Victoria, Princess Royal and eldest daughter of Queen Victoria was the last British royal to be passed over for the throne in favour of a younger brother
Most people look to the Empress Matilda, the daughter of Henry I who came close to ruling England after her father's death in 1135. But she wasn't the first girl to be overlooked for the crown since the Conquest. All of William I's daughters saw the throne pass to a younger brother. There is some dispute over the number of daughters born to the Conqueror and his wife, with most going for six but some arguing for five or even four. But as it's generally believed that the couple's last child was Henry, later the first king of England to bear that name, that means that all of the girls they had missed out on being queen because the crown passed to kings.
Matilda of Flanders was proud of her royal heritage but all of her daughters were passed over for the throne of England - as was her first born son
Their eldest daughter, Cecilia, was the one who lost out the most. She was born around 1056 when there were already two little boys in the nursery of the Norman duke. But neither became king and the crown passed to two brothers who were born after Cecilia. She became a nun, entering the Abbey of Caen at a young age and becoming the Abbess of the convent of the Holy Trinity in Normandy in 1112. She died in 1127 when her littlest little brother, Henry, was well into his reign as King of England. Cecilia holds the honour of being the first woman to be passed over for a man in the line of succession since the Conquest. But without her own words to tell us, whether she wanted the crown and regretted seeing her brothers take it is lost to history.
Cecilia of Normandy, the first woman to lose the post Conquest Crown of England to a baby brother
One of her sisters, according to some tellings of the Conqueror's story, came very close to being queen consort of England. There is no definite date of birth for Adeliza of Normandy (and some historians put her at the top of the list of the Conqueror's daughters) but she was definitely older than both of her brothers who inherited the throne of England, William and Henry. She is said, by some sources, to have been promised as a wife to Harold Godwineson. Oderic Vitalis said that the two were bethrothed and that after the death of Harold, Adeliza or Adelis remained unmarried. Another sister, Matilda, is thought to have been born around 1061 and died around 1086 before her father, meaning that she could never have inherited his throne. But Adela and Constance could.

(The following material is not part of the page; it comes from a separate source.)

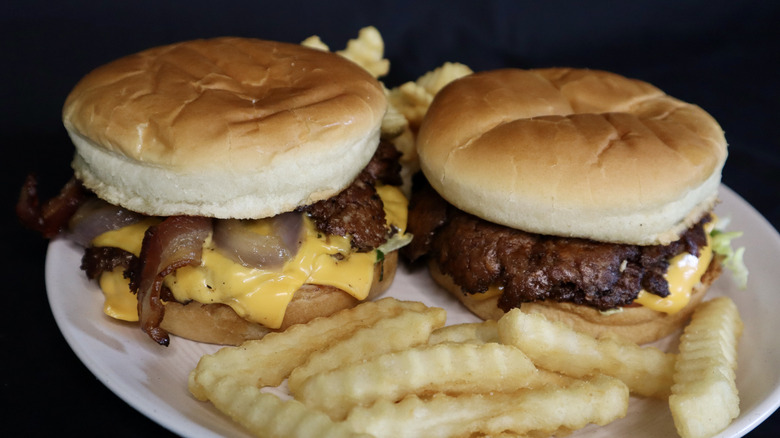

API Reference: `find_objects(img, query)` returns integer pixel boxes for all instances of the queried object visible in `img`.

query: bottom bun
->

Adela of Normandy, mother of a king of England, lost out on being queen regnant to her younger brother, Henry
Constance was definitely born in Normandy, while her father was still just a duke, but probably after the disputes that would lead to his conquest of England had begun. Her date of birth is put at some point between 1057 and 1061 meaning only one of the Conqueror's kingly sons, Henry, was her junior. But according to some historians she was the most talented of William and Matilda's daughters. She certainly made a good marriage - on paper, the best of any of the Conqueror's children in his lifetime. Her husband was Alan IV, Duke of Brittany was one of her father's great rivals while he was Duke of Normandy. Once he became King of England, he sought to neutralize Alan's influence by making him his son in law. Constance married the Duke of Brittany in 1087 just before her father died. With his power behind her, she had enough supporters to argue a case for being queen but her early death in 1090, possibly through poison, ended any ambitions she may or may not have had.

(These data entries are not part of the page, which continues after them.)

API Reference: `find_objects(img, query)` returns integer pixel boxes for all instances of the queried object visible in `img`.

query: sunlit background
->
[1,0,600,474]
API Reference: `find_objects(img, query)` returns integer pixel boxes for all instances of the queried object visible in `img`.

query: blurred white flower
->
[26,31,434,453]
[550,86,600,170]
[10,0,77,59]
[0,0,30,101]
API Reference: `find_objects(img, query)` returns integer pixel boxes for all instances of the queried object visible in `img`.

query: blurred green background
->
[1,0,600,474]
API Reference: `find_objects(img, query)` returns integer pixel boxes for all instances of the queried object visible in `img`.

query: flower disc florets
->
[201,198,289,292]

Constance of Normandy, Duchess of Brittany, and reputed to be the most talented and admired of the Conqueror's daughters
Adela was one of the youngest of William and Matilda's children with possibly only baby Henry below her in the pecking order of the royal nursery. But whatever they played at as they grew up, it must have involved ambition and determination in spades because while Henry was ruling England, his nearest sister was raising a family who would one day snatch his throne. By the time Henry I took the crown of his father's conquered country, Adela was the Countess of Blois and living in northern Europe with her much older husband and a growing brood of children - many of them sons. When Henry lost his only legitimate male heir in 1120 in the White Ship disaster, his sister mourned with him as she, too, lost a child. Her daughter, Lucia-Mahut, perished but Adela s son, Stephen, survived having changed his mind about sailing on the boat just hours before the journey was due to begin. When Henry asked his nobles to swear allegiance to his one, surviving legitimate child, Matilda, as his reign drew to a close, Stephen was keen to be among the first to make the promise. And yet on Henry's death, Stephen claimed his throne.
Stephen of Blois, son of Adela, who became King of England in 1135
And yet there was never any question of his mother claiming the throne, even though her claim was stronger than his. Stephen was ruler of England partly because he was a man. He put aside several women with better claims to wear the crown. And there's no doubt Adela's claim was strong. A new monarchy can, to a certain extent, make its own rules and her brother's willingness to ask his nobles to promise obedience to his daughter shows that the idea of a female regnant wasn't totally discounted. In that sense, Adela was the unluckiest of the Conqueror's daughters. She lost the throne twice, once to a younger brother and once to her son. There was another daughter, Agatha, who despite some claims that she is a fiction does seem to have existed but to have died relatively young. And she joins her sisters in the claim to be England's first missing queens.